How To Break Your Phone Addiction Right Now
Not all of us are feeling so good about the hold our phones have over us.
There is a lot to be said for having your phone on you at all time -- and being easy to contact, have access to services you need and yes, yes, like those Instagram posts, too.
Over the years, we've become increasingly dependent on our devices, to the point that they're often the only way we communicate -- and too often we scroll mindlessly on them when we're not communicating. Well, yes...
So if you want to extricate yourself from that... well, it ain't easy.
Larry Rosen, PhD, a research psychologist who is looking at our relationship with technology, says that over time we've created a sense of social responsibility based around our phones.
We feel that we need to fulfill a social obligation that we have set up, and we have been reinforced for over and over (or punished for), meaning that if you 'like' something immediately, people are happy," he says. "If you don’t like something, people get upset with you."
But that doesn't mean it's not possible to stop.
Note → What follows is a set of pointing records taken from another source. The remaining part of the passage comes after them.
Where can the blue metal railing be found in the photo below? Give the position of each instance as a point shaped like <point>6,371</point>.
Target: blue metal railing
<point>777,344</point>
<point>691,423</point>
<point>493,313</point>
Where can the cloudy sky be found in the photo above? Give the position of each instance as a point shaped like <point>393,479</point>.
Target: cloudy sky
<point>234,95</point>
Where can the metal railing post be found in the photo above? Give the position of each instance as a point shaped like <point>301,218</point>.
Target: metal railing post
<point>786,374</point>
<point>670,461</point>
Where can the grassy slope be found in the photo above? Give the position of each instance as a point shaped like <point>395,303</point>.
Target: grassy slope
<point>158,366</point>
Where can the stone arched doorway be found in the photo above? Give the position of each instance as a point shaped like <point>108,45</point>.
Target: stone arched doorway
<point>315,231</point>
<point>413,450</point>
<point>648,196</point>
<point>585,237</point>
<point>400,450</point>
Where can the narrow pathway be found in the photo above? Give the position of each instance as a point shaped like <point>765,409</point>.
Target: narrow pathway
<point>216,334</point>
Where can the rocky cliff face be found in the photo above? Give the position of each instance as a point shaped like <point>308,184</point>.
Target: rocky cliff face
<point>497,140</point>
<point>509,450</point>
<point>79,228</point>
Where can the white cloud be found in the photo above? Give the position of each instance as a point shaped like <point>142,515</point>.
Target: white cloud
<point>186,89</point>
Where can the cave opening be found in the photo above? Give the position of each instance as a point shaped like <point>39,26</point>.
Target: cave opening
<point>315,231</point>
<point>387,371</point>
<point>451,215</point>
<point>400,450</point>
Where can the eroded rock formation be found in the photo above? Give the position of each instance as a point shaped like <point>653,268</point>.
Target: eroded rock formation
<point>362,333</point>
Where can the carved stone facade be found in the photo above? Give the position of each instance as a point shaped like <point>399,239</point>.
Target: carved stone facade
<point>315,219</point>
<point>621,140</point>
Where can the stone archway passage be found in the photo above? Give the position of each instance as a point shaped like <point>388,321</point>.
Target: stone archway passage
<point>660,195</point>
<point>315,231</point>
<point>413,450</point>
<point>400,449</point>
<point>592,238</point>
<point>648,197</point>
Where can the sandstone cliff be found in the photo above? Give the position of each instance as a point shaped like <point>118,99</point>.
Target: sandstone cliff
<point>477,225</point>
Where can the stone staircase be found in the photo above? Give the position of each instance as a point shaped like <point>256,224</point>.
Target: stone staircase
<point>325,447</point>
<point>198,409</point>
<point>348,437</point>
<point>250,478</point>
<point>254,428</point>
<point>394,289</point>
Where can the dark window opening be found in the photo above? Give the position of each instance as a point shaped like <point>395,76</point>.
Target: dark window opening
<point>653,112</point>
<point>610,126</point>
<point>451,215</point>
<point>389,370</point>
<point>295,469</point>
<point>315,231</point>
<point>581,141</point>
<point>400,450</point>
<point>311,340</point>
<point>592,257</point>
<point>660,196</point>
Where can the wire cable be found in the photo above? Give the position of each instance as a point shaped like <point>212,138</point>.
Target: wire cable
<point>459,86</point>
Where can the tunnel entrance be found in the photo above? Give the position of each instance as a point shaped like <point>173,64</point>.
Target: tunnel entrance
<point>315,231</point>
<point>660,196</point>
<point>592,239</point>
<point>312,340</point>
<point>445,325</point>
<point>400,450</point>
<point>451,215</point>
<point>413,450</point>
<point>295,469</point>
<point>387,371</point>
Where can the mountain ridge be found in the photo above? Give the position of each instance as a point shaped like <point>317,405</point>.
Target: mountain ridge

First up, says Dr Rosen, if you want to limit the amount of time you spend with your device, it's a good idea to let people know that you're trying to lessen your time on your phone. That way, you won't offend them by not answering an Instagram DM immediately or texting back quickly enough. And you'll be breaking the cycles of that social obligation.
READ MORE: How To Mind Your Mobile Manners
Then, he says, if you want to stop all that mindless scrolling action, turn off all your notifications so that you're not alerted if someone's trying to get in touch with you. If you feel you can't miss something from your partner or parent however, then most of the apps will let you filter their messages out.
Dr Rosen then suggests moving all your social media apps into one folder -- and then putting that folder into another folder, and moving it to the last screen of your phone.
Yep, the idea here is to make it harder to access these apps, so do as he says. He also suggests you don't save your passwords -- gasp! -- but rather enter them each time you use the app.
"The more effort we have to put in, the more likely our brains will click and go, why am I doing this?" he told Refinery29. "And then you have to ask yourself if it’s worth it. Then you start to get this sense of, do I need to be doing this all the time?"
Once you've done all that you can get a very clear picture of how often you're mindlessly scroll on the phone -- and realise that you're on the way to stopping doing just that.